Women collecting for the Freedom Fund, Brisbane, ca. 1943.
John Oxley Library, State Library of Queensland, Negative No. 161594.

4 women Voluntary Aid Detachment members in first aid training, Brisbane, ca. 1942.

Voluntary Aid Detachment members in training, Brisbane, ca. 1942.
John Oxley Library, State Library of Queensland, Negative No. 4988.

Enterprising women also formed and operated their own associations, such as the The Silver Hut Free Canteen, which was installed near Anzac Square in Brisbane and provided free refreshments to service personnel, seven days a week, from morning until evening, from May 1941 until the end of the war, staffed entirely by women volunteers.

Several Soldiers enjoying a cup of tea, leaning on a bench, at the Silver Hut, Brisbane, ca. 1942.

Soldiers enjoying a cup of tea at the Silver Hut, Brisbane, ca. 1942.
John Oxley Library, State Library of Queensland, Negative No. 195041.

After the war, many women would find themselves relegated to the home once again, as men returned to civilian life, and society returned to a new version of the old status quo. However, the example these women set during WWII ignited a confidence in their own and subsequent generations of women that perhaps they could and would like to do more, and that, more shockingly, perhaps they even deserved to be paid equally for their efforts!

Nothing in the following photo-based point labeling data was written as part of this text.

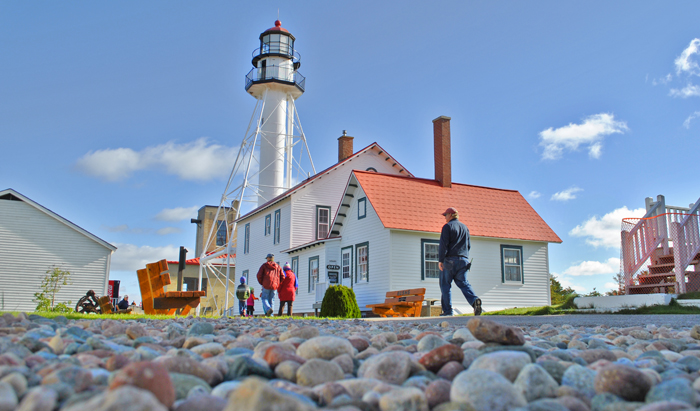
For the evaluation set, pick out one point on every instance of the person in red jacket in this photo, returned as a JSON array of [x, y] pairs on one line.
[[287, 290], [270, 276]]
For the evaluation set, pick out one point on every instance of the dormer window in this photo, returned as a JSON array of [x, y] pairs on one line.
[[323, 221]]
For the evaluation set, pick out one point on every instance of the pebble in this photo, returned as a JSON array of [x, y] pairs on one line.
[[316, 371], [8, 397], [147, 375], [203, 363], [485, 391], [506, 363]]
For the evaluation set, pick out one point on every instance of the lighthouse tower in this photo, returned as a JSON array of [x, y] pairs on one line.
[[273, 155], [275, 81]]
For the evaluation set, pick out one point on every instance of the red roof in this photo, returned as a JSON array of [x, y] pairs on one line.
[[417, 204], [318, 175]]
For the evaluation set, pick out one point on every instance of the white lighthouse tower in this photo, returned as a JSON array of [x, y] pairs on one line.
[[275, 81], [273, 154]]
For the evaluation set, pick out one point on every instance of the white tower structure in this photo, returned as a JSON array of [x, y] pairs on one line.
[[270, 159]]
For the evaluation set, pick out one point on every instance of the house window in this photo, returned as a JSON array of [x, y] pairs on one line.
[[346, 262], [362, 208], [512, 264], [190, 284], [246, 239], [313, 273], [429, 258], [278, 217], [323, 221], [220, 233], [362, 263]]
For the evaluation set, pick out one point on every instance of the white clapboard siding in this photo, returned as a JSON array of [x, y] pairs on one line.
[[32, 242], [327, 190], [299, 223], [484, 277], [371, 230], [261, 245]]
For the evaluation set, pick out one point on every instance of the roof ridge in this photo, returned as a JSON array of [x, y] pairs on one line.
[[433, 180]]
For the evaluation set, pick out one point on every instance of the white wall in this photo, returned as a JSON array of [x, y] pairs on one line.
[[485, 274], [368, 229], [327, 189], [261, 245], [31, 242]]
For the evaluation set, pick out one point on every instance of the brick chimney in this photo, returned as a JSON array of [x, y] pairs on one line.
[[441, 143], [344, 146]]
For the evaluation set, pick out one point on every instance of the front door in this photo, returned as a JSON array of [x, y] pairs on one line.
[[346, 267], [332, 278]]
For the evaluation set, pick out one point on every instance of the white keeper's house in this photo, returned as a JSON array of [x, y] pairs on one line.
[[33, 240], [368, 223]]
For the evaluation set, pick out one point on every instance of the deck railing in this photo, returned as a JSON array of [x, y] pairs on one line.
[[686, 242]]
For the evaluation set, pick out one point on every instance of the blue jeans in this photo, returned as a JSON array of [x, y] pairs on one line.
[[241, 307], [455, 269], [266, 297]]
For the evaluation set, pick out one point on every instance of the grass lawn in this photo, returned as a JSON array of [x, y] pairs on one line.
[[568, 307], [77, 316]]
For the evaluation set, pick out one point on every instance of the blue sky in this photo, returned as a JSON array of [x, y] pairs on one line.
[[125, 117]]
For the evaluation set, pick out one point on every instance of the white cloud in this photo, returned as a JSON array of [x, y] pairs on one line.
[[590, 133], [177, 214], [663, 80], [168, 230], [129, 257], [116, 229], [687, 121], [566, 195], [605, 231], [691, 90], [612, 286], [686, 62], [611, 266], [198, 160]]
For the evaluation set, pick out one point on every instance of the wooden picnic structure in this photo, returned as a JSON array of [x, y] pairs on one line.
[[402, 303], [152, 282]]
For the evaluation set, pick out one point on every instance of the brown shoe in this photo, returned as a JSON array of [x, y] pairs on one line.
[[477, 307]]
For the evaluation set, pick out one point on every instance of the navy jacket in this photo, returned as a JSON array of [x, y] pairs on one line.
[[454, 241]]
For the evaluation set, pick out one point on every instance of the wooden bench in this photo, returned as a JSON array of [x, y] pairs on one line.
[[152, 282], [402, 303]]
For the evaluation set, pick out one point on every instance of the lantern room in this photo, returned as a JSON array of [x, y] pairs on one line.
[[275, 64]]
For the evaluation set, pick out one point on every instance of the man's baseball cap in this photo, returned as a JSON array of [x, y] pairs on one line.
[[450, 210]]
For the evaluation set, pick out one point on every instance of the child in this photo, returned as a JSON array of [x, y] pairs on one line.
[[251, 302], [243, 293]]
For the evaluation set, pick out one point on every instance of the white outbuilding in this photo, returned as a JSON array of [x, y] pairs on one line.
[[34, 240]]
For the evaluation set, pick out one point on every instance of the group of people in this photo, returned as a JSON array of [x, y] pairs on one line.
[[273, 279], [453, 262]]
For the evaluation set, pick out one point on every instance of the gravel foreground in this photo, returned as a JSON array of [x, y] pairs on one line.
[[554, 363]]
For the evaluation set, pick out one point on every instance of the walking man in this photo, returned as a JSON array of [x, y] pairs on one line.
[[453, 259], [270, 276]]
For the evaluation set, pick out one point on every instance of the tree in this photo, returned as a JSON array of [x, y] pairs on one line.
[[559, 293], [54, 279], [594, 293]]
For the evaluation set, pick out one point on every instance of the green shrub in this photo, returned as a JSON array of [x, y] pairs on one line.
[[45, 300], [340, 301]]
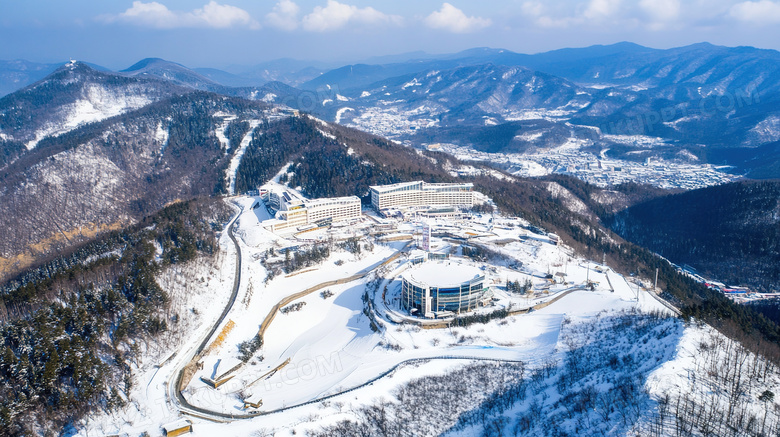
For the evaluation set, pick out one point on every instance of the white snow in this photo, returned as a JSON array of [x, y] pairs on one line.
[[341, 112], [329, 346], [97, 104], [236, 159]]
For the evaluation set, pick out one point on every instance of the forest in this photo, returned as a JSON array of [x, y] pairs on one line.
[[730, 232], [67, 338]]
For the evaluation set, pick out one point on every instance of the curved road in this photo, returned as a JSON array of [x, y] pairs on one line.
[[180, 403], [174, 393]]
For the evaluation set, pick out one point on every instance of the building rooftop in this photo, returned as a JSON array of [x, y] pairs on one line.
[[442, 274]]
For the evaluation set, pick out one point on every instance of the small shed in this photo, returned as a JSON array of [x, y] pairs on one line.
[[179, 427]]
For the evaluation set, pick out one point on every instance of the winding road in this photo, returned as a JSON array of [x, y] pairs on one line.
[[186, 361]]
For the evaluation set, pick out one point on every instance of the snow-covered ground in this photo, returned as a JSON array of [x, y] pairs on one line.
[[333, 363]]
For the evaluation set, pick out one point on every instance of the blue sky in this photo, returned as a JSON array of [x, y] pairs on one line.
[[220, 33]]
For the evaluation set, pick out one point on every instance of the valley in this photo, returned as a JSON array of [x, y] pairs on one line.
[[472, 243]]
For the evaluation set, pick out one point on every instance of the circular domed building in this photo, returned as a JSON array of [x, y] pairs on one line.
[[441, 289]]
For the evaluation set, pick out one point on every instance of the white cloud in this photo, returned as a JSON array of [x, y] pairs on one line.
[[284, 15], [760, 12], [598, 9], [336, 15], [661, 12], [453, 19], [212, 15]]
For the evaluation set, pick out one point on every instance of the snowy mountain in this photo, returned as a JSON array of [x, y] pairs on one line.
[[171, 72], [20, 73], [145, 316], [72, 96], [108, 174]]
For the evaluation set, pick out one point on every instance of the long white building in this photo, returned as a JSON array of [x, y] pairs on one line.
[[294, 212], [419, 193]]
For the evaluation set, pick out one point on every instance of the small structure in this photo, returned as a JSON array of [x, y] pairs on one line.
[[180, 427]]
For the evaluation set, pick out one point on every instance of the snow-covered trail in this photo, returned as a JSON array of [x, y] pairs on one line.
[[236, 160]]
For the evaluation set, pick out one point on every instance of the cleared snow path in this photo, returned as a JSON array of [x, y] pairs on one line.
[[236, 160]]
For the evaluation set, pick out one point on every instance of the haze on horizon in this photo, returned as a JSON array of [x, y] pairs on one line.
[[211, 33]]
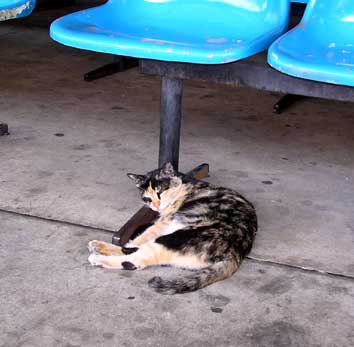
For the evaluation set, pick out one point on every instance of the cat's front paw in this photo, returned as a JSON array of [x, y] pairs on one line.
[[104, 248]]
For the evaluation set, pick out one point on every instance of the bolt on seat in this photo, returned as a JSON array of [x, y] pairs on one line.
[[321, 47], [199, 31]]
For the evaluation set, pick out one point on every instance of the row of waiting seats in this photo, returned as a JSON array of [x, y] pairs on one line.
[[320, 48]]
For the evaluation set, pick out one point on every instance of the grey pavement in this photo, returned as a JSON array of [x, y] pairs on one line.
[[297, 168]]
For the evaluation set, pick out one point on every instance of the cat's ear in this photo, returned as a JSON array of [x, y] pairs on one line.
[[167, 171], [138, 179]]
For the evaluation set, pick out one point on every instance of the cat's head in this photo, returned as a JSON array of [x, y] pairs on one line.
[[158, 187]]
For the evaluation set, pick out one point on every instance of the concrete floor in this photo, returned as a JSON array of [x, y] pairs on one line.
[[296, 168]]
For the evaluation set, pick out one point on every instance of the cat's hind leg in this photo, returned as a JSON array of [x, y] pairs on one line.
[[104, 248]]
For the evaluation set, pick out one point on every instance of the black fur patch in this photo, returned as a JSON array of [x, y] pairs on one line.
[[128, 265]]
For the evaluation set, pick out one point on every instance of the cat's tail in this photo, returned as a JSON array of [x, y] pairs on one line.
[[199, 279]]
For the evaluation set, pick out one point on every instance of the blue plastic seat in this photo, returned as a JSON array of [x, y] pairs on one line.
[[194, 31], [321, 47], [11, 9]]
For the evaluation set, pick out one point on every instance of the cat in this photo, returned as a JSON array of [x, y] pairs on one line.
[[200, 227]]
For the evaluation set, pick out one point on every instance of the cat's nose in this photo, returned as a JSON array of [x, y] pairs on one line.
[[146, 199]]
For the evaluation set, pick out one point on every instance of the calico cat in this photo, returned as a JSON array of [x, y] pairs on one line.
[[200, 227]]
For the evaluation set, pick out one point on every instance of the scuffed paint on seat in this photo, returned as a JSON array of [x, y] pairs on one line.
[[11, 9], [198, 31]]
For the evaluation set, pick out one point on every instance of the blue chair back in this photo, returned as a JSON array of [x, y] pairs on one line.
[[330, 21]]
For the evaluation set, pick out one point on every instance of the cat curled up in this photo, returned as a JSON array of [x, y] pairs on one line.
[[200, 227]]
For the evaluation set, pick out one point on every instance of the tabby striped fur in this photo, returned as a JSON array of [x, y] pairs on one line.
[[200, 227]]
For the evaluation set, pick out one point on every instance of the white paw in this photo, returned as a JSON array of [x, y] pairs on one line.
[[91, 246], [94, 259]]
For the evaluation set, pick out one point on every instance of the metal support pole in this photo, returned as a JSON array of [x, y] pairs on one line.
[[170, 120]]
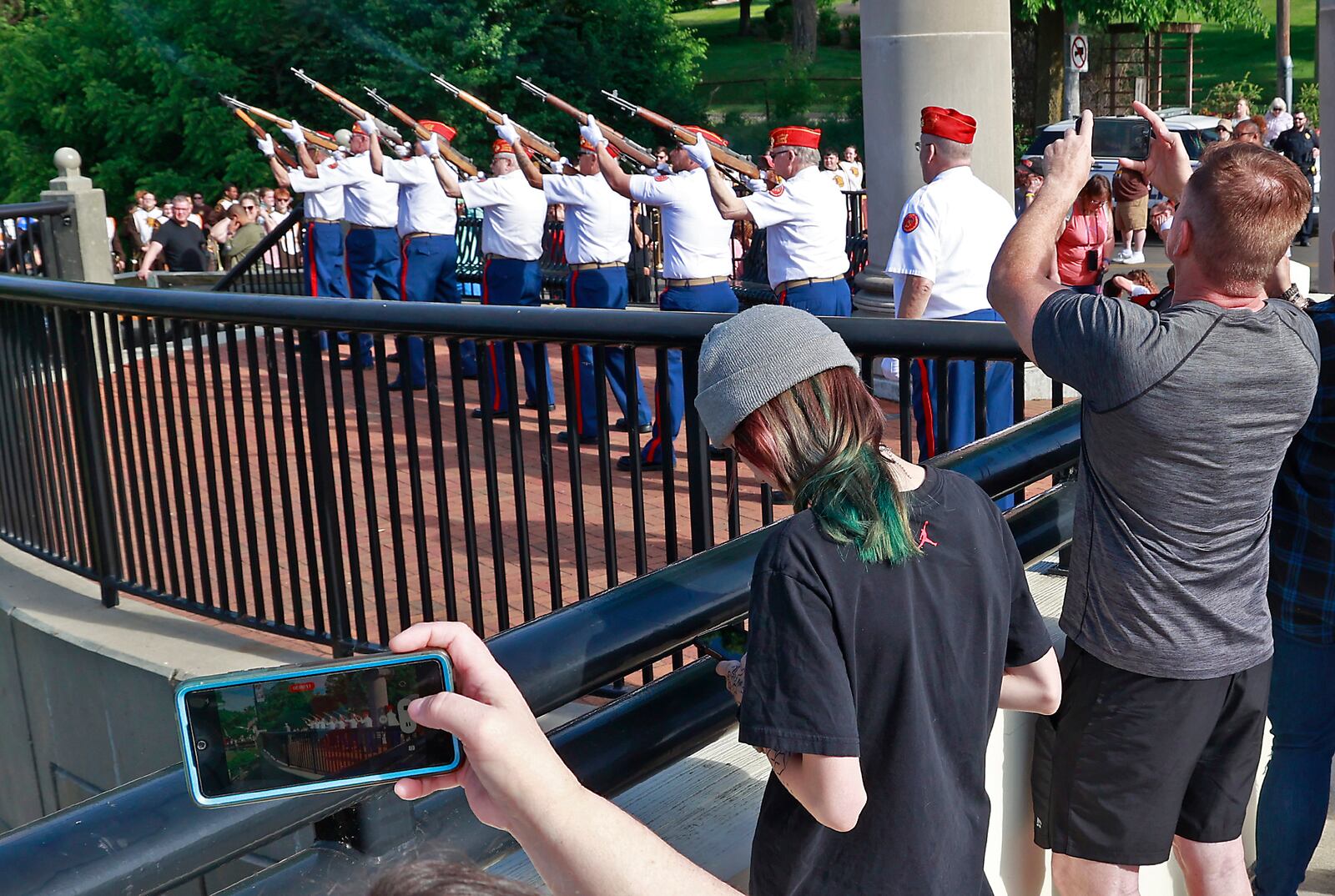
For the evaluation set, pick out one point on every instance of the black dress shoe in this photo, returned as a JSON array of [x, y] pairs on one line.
[[589, 438], [624, 464], [622, 426]]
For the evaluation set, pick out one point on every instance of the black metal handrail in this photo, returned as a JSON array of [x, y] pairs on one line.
[[164, 838]]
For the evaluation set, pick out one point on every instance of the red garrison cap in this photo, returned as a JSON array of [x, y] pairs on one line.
[[796, 137], [436, 127], [950, 124], [504, 146], [708, 133], [587, 146]]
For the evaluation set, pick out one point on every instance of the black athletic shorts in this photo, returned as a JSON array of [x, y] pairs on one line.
[[1131, 760]]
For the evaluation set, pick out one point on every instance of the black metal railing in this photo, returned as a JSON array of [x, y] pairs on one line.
[[220, 462], [27, 238], [149, 836]]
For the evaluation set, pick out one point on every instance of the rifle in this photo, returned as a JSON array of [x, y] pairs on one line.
[[625, 144], [280, 153], [311, 137], [387, 133], [723, 155], [460, 160], [526, 137]]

It would be a few more decades after the end of WWII, and would require the efforts of many more generations of progressive women and like-minded men, before Australian women would achieve equal pay entitlements and their employment rights would be enshrined in legislation like the Sex Discrimination Act. Even today, equal pay and women’s rights remain topical issues. But for all the battles yet to be fought, it is undeniable that the ingenuity, guts and resilience demonstrated by women during WWII impacted the course of history for the millions of Australians that followed in their footsteps.

Over 77 years since the end of WWII, we salute those women and thank them for the service they did for the nation, then and now. When asked, “what can a woman do?” they answered, not by doing a “man’s job” but by doing their jobs and doing them as only they could.

Ex-servicewomen marching at the Brisbane Exhibition Grounds, 17 March 1954.

Ex-servicewomen marching at the Brisbane Exhibition Grounds, 17 March 1954.
John Oxley Library, State Library of Queensland, Image No. 4793-0004-0002.